New Delhi – Family planning (FP), especially postpartum family planning (PPFP) with a focus on spacing between births, is at the forefront of the Indian government’s health plans. This is the clear message from the national and state review meetings on FP that began in late 2012 and will continue through the first half of 2013. Organized by the Ministry of Health and Family Welfare, Government of India (GoI), in partnership with Jhpiego, these meetings aim to review the current PPFP program and disseminate the government’s strategy for strengthening PPFP services throughout the country. The meetings also provide an opportunity for states to share their experiences, adopt best practices and strengthen and align their strategies.
Family planning officials from 35 states and union territories attended the inaugural national review meeting in November 2012, where Ms. Anuradha Gupta, Additional Secretary and Mission Director of the National Rural Health Mission, underscored the clear shift in the GoI’s policy toward positioning FP as a reproductive, maternal, neonatal, child and adolescent health intervention and detailed the national strategy on family planning. “We are looking at very concrete action with a sense of urgency,” said Ms. Gupta. (Read full text of Ms. Gupta’s speech)

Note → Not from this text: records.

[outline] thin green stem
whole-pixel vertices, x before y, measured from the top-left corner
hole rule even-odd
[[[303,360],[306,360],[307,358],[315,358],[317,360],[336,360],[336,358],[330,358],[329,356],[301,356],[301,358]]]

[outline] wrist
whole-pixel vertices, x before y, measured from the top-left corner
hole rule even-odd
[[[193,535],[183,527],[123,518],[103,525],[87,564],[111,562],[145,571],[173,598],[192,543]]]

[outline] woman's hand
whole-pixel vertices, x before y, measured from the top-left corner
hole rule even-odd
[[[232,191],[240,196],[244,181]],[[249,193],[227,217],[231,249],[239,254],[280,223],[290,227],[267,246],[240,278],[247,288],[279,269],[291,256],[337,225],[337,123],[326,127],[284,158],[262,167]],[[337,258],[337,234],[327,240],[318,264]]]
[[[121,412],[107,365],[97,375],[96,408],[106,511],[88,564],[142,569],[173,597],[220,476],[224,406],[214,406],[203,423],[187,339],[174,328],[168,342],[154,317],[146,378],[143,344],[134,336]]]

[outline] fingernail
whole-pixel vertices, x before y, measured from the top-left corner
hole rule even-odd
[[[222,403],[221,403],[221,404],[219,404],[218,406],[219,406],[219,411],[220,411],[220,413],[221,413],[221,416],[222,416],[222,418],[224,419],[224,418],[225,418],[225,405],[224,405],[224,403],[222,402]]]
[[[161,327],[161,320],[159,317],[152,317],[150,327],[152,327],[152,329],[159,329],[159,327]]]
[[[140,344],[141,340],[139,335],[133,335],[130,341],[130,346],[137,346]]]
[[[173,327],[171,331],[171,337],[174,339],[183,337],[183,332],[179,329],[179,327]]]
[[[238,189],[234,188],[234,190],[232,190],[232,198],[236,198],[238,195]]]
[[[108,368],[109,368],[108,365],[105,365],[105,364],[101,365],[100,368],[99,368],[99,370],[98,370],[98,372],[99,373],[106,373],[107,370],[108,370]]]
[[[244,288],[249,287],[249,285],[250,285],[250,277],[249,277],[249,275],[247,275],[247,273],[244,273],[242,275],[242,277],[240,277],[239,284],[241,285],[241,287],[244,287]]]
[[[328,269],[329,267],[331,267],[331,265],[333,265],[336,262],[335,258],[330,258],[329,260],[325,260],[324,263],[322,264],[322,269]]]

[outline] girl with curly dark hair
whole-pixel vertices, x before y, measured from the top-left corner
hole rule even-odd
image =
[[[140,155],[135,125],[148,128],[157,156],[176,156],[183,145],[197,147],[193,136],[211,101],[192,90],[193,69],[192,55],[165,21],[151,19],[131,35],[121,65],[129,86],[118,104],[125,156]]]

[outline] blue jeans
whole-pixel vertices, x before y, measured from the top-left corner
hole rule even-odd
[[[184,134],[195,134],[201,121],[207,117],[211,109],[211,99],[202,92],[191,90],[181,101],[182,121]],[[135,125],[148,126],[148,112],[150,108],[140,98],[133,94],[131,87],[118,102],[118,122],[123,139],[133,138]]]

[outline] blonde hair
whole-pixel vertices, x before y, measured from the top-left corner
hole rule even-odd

Reiterating that the GoI’s shift in FP policy is from a population stabilization approach to one of improving maternal and child health, Dr. S.K. Sikdar, Deputy Commissioner (In-charge), Family Planning Division, Ministry of Health and Family Welfare, identified the priorities of the FP program and the new GoI schemes, and outlined the way forward. Regarding birth spacing methods, he said that the key objectives of the government are “to provide information, services and commodities to every client, in every nook and corner of the country.”
“With more than 3.3 million still births every year . . . more than 4 million neonatal deaths and more than half the neonatal deaths happen[ing] in less than 72 hours of delivery, at least one woman dies every minute from causes related to pregnancy and childbirth, and most postpartum deaths occur among women who lack access to skilled care during labor and delivery or in the immediate postpartum period,” said Dr. Sikdar, emphasizing the sense of urgency.
To disseminate the GoI’s family planning strategy among the high-focus states, state review workshops are now under way to prepare state-specific strategies in tandem with the national approach. Uttarakhand’s PPFP review workshop, held December 20–21, 2012, was conducted in partnership with Jhpiego under the U.S. Agency for International Development–supported Maternal and Child Health Integrated Program. The next such workshop will be held in Uttar Pradesh in February.
Jhpiego has played and will continue to play a very active role, working hand in hand at the national level and within the states, in planning and implementing the PPFP strategy. This work will help women delay motherhood, adequately space the births of their children and avoid unintended pregnancies and unsafe abortions, saving many lives and strengthening families.